Ewa Jóźwiak z JEDNOTY mówiła, że podstawowym celem wydawania JEDNOTY jest stworzenie forum wymiany myśli. Podkreśliła wkład tego czasopisma w dialog ekumeniczny. – Halina Bortnowska powiedziała kiedyś, że JEDNOTA była dla niej szkołą ekumenizmu – przypomniała. Zaprezentowała też nowy serwis internetowy jednota.pl, który obok tekstów z papierowej JEDNOTY ma również publikować bieżące informacje z życia Kościołów ewangelickich w Polsce i na świecie.
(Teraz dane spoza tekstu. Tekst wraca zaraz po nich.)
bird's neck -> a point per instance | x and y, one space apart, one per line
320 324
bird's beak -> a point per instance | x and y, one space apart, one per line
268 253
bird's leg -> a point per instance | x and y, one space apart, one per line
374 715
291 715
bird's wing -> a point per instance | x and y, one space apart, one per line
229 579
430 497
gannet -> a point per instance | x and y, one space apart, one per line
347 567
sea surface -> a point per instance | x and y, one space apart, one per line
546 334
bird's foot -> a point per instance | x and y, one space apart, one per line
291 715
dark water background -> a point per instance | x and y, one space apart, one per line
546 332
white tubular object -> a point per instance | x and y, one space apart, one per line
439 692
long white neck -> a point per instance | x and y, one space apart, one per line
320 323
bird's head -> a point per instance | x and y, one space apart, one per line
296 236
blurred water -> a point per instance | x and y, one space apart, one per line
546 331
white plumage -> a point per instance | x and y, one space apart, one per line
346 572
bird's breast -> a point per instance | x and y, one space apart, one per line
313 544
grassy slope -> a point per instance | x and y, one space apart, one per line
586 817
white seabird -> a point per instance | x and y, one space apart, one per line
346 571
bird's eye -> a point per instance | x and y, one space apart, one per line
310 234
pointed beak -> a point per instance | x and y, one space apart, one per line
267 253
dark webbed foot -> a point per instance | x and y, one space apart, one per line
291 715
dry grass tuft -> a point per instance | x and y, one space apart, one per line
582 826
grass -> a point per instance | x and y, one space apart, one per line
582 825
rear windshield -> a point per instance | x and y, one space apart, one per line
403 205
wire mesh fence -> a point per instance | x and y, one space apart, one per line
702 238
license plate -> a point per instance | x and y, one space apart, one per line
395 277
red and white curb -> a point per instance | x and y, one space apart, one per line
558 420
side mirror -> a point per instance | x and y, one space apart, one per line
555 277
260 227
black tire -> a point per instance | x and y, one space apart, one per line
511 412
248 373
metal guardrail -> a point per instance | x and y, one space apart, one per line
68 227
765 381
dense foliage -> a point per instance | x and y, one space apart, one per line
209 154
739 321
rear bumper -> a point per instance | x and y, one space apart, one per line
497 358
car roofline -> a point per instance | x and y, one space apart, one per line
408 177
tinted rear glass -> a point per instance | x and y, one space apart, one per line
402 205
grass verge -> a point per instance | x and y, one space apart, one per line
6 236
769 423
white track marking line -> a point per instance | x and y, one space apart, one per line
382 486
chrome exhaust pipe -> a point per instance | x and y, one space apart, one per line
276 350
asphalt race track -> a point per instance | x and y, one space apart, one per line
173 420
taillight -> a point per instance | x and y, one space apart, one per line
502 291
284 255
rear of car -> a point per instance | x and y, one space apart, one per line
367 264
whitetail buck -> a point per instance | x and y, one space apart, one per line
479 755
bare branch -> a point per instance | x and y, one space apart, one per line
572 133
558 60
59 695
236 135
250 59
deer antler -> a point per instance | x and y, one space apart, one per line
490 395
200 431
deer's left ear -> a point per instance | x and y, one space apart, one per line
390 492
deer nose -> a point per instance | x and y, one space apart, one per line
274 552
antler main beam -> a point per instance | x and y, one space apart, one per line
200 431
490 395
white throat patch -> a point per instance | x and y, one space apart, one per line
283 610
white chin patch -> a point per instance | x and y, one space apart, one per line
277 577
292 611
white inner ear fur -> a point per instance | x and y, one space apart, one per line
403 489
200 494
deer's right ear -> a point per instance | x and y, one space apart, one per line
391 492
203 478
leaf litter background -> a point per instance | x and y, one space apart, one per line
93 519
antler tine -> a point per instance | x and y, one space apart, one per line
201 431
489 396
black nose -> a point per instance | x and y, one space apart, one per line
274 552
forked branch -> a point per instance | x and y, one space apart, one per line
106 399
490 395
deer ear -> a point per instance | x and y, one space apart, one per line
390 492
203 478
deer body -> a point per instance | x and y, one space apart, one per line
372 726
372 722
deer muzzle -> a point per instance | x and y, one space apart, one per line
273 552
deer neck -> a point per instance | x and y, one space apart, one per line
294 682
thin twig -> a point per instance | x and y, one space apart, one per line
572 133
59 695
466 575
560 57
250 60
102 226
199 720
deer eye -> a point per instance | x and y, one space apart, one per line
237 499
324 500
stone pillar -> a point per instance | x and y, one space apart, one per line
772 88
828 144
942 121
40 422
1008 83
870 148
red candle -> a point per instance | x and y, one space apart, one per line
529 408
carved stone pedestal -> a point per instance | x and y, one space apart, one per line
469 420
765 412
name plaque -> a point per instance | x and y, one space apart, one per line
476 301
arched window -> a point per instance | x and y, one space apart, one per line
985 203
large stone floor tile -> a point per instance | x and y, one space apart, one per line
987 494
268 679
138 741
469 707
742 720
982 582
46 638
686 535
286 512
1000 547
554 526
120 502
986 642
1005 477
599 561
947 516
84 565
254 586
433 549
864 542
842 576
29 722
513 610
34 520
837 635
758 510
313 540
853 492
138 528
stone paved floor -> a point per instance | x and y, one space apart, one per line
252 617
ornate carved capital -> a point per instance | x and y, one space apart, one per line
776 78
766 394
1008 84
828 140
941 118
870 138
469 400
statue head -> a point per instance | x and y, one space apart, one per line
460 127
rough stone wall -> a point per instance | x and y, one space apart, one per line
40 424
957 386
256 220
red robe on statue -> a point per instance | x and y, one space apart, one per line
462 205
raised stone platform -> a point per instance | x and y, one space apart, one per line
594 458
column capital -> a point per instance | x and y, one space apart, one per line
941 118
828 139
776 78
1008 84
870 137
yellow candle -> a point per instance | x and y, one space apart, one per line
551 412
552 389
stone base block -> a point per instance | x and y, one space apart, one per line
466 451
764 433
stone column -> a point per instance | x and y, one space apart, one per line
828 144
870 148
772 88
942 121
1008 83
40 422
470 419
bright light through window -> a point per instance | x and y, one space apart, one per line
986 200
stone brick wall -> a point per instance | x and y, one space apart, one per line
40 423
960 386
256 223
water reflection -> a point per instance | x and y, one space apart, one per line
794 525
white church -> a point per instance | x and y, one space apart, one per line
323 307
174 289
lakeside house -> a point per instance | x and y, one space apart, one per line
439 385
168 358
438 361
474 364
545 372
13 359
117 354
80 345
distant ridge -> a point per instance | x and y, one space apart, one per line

Z prezentacjami wystąpili także: Romuald Długosz ze „Słowa i Myśli”, ks. Marcin Orawski z „Wiary i Munduru” oraz ks. Adam Malina z luteranie.pl. Ten ostatni mówił również o ekumenicznych programach nadawanych w publicznym radiu i telewizji.

Co dalej?

Ostatniego dnia obrad odbyło się podsumowanie Forum Ewangelickiego. Jego uczestnicy zastanawiali się również nad koncepcją kolejnych forów. Jarosław Świderski z warszawskiej parafii reformowanej mówił o potrzebie zwiększenia czasu na dyskusję między uczestnikami. – Forum to nie szkolenie – podkreślał.

Ubolewano nad tym, że wśród uczestników Forum Ewangelickiego brakuje młodego i średniego pokolenia. Małgorzata Grzywacz zaproponowała, by zaprosić na Forum młodzież, aby podzieliła się swoimi refleksjami i oczekiwaniami wobec Kościoła. Izabela Główka-Sokołowska, jedna z organizatorek koszalińskiego Forum, wysunęła koncepcję połączenia Forum ze Zjazdem Młodzieży. Władysław Scholl z warszawskiej parafii reformowanej przekonywał, że należy zachęcać swoje rodziny i znajomych do uczestnictwa w Forum. Nie podjęto jednak żadnej wiążącej decyzji dotyczącej formy i tematyki kolejnych forów.

Aleksandra Obracaj, prezeska koszalińskiego oddziału Polskiego Towarzystwa Ewangelickiego i jedna z organizatorek tegorocznego Forum, powiedziała JEDNOCIE, że cieszy się z zaangażowania uczestników Forum w dyskusjach, także tych burzliwych. – To świadczy o tym, że tematy prelekcji wzbudziły tak spore zainteresowanie – stwierdziła. Dodała, że miała nadzieję na większą liczbę uczestników, ale frekwencja nie umniejszyła rangi Forum. – Znaczącym faktem był również udział członków różnych Kościołów zrzeszonych w Polskiej Radzie Ekumenicznej, władz miasta oraz mediów – podkreśliła. Była też zadowolona ze współpracy koszalińskiej parafii luterańskiej i miejscowego oddziału PTE w organizacji Forum.

 

Poniżej fotorelacja z koszalińskiego Forum (fot. Michał Karski)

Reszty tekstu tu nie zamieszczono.